FIDLEG und FINIG

Neue Herausforderungen für Vermögensverwalter, Anlageberater und Family Offices

Der Bundesrat hat am 27. Juni 2014 die Vernehmlassung zum Finanzdienstleistungsgesetz (FIDLEG) und zum Finanzinstitutsgesetz (FINIG) eröffnet. Das FIDLEG hebt die regulatorischen Anforderungen an die Erbringung von Finanzdienstleistungen spürbar an. Das FINIG führt eine Bewilligungspflicht für grundsätzlich sämtliche Arten der gewerbsmässigen Vermögensverwaltung ein. Gerade für kleinere und mittlere Unternehmen im Finanzsektor wird die Umsetzung der vorgeschlagenen Regulierung eine Herausforderung darstellen.

Nachfolgend werden die für Vermögensverwalter, Anlageberater und Family Offices wichtigsten Neuerungen der geplanten Regulierung zusammengefasst. Unternehmen aus dieser Kategorie sollten die weiteren Entwicklungen aufmerksam verfolgen und die Auswirkungen der geplanten Regulierung auf ihr Geschäftsmodell frühzeitig prüfen.

1. FINIG: Neue Bewilligungspflicht für Vermögensverwalter und Asset Manager

Sogenannte externe Vermögensverwalter unterstanden bisher keiner prudentiellen Aufsicht. Das soll sich nun ändern: Gemäss dem geplanten FINIG benötigen Vermögensverwalter künftig eine Bewilligung und werden von einer Aufsichtsbehörde beaufsichtigt.

Wen betrifft es?
Als Vermögensverwalter gilt, wer gestützt auf einen Auftrag gewerbsmässig im Namen und auf Rechnung von Kunden Vermögenswerte verwaltet oder auf andere Weise über Vermögenswerte von Kunden verfügen kann. Entscheidend ist damit die Möglichkeit des Vermögensverwalters, selbständig über die Anlage des Kundenvermögens entscheiden zu können. Die reine Anlageberatung ist unter dem geplanten FINIG nach wie vor nicht bewilligungspflichtig. Vermögensverwalter, die ihre Tätigkeit seit mehr als 15 Jahren ausüben, bedürfen keiner Bewilligung, sofern sie keine neuen Kunden annehmen.

Nicht dem FINIG unterstellt sind Personen, die ausschliesslich Vermögenswerte von mit ihnen wirtschaftlich oder familiär verbundenen Personen verwalten. Damit sind insbesondere Family Offices angesprochen: Die Tätigkeit eines Familienmitglieds sowie allfälliger externer Mitarbeiter für das Family Office einer bestimmten Familie bleibt damit bewilligungsfrei. Multi-Family Offices, die das Vermögen mehrerer Familien verwalten, können voraussichtlich nicht von dieser Ausnahme profitieren und werden künftig ebenfalls eine Bewilligung benötigen.
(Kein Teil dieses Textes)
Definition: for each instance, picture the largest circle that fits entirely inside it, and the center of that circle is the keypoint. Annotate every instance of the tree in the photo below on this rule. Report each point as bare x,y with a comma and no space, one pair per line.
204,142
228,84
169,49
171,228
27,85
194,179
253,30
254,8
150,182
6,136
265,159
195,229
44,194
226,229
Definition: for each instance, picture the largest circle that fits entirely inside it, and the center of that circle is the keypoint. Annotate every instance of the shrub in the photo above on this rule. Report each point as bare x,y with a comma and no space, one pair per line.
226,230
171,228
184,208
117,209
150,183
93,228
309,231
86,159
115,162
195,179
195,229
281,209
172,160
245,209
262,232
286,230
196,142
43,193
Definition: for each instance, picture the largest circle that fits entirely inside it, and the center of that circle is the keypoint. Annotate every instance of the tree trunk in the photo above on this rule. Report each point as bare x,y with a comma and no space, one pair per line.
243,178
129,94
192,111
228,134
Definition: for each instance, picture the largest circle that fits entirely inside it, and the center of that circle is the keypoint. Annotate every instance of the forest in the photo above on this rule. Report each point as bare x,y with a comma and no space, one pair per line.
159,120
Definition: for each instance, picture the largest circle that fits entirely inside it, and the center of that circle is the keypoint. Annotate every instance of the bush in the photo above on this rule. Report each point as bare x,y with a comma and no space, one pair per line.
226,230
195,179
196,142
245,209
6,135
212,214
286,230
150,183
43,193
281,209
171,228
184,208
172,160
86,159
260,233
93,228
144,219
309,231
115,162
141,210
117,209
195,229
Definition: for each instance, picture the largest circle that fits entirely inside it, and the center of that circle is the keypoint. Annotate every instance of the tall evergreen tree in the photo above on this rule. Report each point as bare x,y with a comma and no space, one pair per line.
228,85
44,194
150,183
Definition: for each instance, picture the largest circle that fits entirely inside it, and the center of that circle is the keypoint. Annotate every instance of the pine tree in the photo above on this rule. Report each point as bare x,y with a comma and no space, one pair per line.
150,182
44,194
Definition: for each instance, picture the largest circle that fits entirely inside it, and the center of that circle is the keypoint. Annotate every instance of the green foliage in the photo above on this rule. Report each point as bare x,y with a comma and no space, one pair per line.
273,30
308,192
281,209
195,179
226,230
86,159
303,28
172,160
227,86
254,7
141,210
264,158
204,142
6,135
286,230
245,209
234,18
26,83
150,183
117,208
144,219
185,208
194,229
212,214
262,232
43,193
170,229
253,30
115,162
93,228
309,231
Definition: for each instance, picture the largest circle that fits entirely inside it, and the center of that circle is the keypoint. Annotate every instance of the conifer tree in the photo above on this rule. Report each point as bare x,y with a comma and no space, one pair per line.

Wer gewerbsmässig im Namen und für Rechnung von kollektiven Kapitalanlagen oder von schweizerischen Vorsorgeeinrichtungen Vermögenswerte verwaltet, bedarf einer Bewilligung als qualifizierter Vermögensverwalter. Qualifizierte Vermögensverwalter werden im FINIG auch als Asset Manager bezeichnet. Die Bewilligungsvoraussetzungen für qualifizierte Vermögensverwalter sind spürbar höher angesetzt als diejenigen von einfachen Vermögensverwaltern.

Was ändert sich mit der Bewilligungspflicht?
Um eine Bewilligung zu erhalten, müssen Vermögensverwalter die allgemeinen und die besonderen Bewilligungsvoraussetzungen des FINIG erfüllen. Dazu gehören unter anderem Anforderungen an die Organisation, die Risikokontrolle, das Outsourcing und die Sicherstellung der Steuerkonformität von Vermögenswerten.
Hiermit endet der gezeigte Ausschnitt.